The WEN 6550 is a 12.5-inch, 15-amp planer that offers reliable performance for light to moderate hobby use. It uses three straight high-speed steel knives and produces consistent results on softwoods and most hardwoods. The feed rate is 26 FPM, which is on the faster side — good for rough stock removal. Snipe is present but manageable with proper technique.

At its price point, the WEN 6550 is a genuine value. It’s not a machine that will impress professionals, but for a woodworker who processes a few board feet per session and is on a tight budget, it gets the job done.

  • Capacity: 12.5 inches wide, 6 inches tall
  • Motor: 15 amps (approx. 2 HP)
  • Knives: 3 straight HSS
  • Feed rate: 26 FPM
  • Best for: Budget shops, beginners, occasional use

Makita 2012NB — Best Mid-Range Portable Planer

The Makita 2012NB is a 12-inch planer renowned for its quiet operation, smooth feed, and excellent build quality.

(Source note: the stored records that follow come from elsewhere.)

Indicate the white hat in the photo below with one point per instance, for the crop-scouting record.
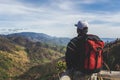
(81, 24)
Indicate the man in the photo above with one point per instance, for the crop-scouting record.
(75, 54)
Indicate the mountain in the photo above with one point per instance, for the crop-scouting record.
(112, 54)
(33, 56)
(40, 37)
(19, 54)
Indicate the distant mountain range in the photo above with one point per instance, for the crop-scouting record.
(41, 37)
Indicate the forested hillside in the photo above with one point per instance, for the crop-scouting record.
(112, 54)
(19, 54)
(22, 58)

It uses Makita’s four-column construction (four posts guide the cutter head rather than two) for improved stability and more consistent thickness across the width of the board. The two-speed feed (16 FPM and 26 FPM) is a genuine advantage — use high speed for rough passes and drop to low speed for the final finishing pass.

Makita machines are known for their refinement and longevity, and the 2012NB lives up to that reputation. It’s lighter than the DeWalt DW735X and smaller in footprint, which is a meaningful advantage in tight shops.

  • Capacity: 12 inches wide, 6.5 inches tall
  • Motor: 15 amps
  • Knives: 2 straight HSS (indexed)
  • Feed rate: 16 or 26 FPM
  • Best for: Portability-conscious shops, clean environments, precision work

DeWalt DW735X — Best Overall 13-Inch Planer

The DeWalt DW735X is the most popular benchtop planer in North America and for good reason. It accepts boards up to 13 inches wide and has a maximum cutting height of 6 inches. Its three-knife cutter head runs at 10,000 RPM and produces 96,000 cuts per minute — one of the highest in its class, which translates to smoother surfaces. The two-speed feed (96 and 179 cuts per inch of board travel) lets you choose between fast stock removal and a fine finishing cut.

The DW735X package includes an infeed and outfeed extension table, which meaningfully improves snipe control on longer boards. The extra-long infeed and outfeed tables support the board properly as the rollers engage and release. DeWalt also sells a helical cutter head upgrade (the DW7352), which is worth adding if you work with figured wood.

  • Capacity: 13 inches wide, 6 inches tall
  • Motor: 15 amps
  • Knives: 3 straight HSS (replaceable)
  • Feed rate: Two-speed
  • Best for: Most hobby and semi-professional shops

DeWalt DW735X Thickness Planer on Amazon

JET JWP-15BHH — Best 15-Inch Pro-Grade Planer

For shops that process a lot of wide stock, or for woodworkers who want professional-grade performance, the JET JWP-15BHH is the top recommendation. It’s a 15-inch, 3 HP planer with a factory helical cutter head — 56 carbide inserts in a spiral arrangement that produces an exceptionally smooth surface with minimal tearout. The three-roller feed system provides better snipe control than two-roller designs, and the pneumatic thickness adjustment allows for fine incremental changes.

The JWP-15BHH is heavy (roughly 200 lbs) and expensive, but it’s the kind of machine that transforms a serious hobby shop into a professional-level operation. For woodworkers who build furniture and sell their work, or who regularly process rough-sawn slabs, it earns back its cost in time saved and improved results.

  • Capacity: 15 inches wide, 8 inches tall
  • Motor: 3 HP
  • Knives: Helical cutter head (factory)
  • Best for: Semi-professional shops, production furniture building

Planer Safety and Best Practices

  • Always remove metal before planing reclaimed lumber. A metal detector wand is a worthwhile $20 investment.
  • Never plane boards shorter than the distance between the infeed and outfeed rollers — typically 12 inches minimum. Short pieces tip and can be ejected violently.
  • Stand to the side of the planer, not directly behind the outfeed, in case of kickback.
  • Take light passes on the finishing cut — 1/64 inch or less for the smoothest surface.
  • Keep knives sharp. Dull knives require more force, cause tearout, and bog down the motor.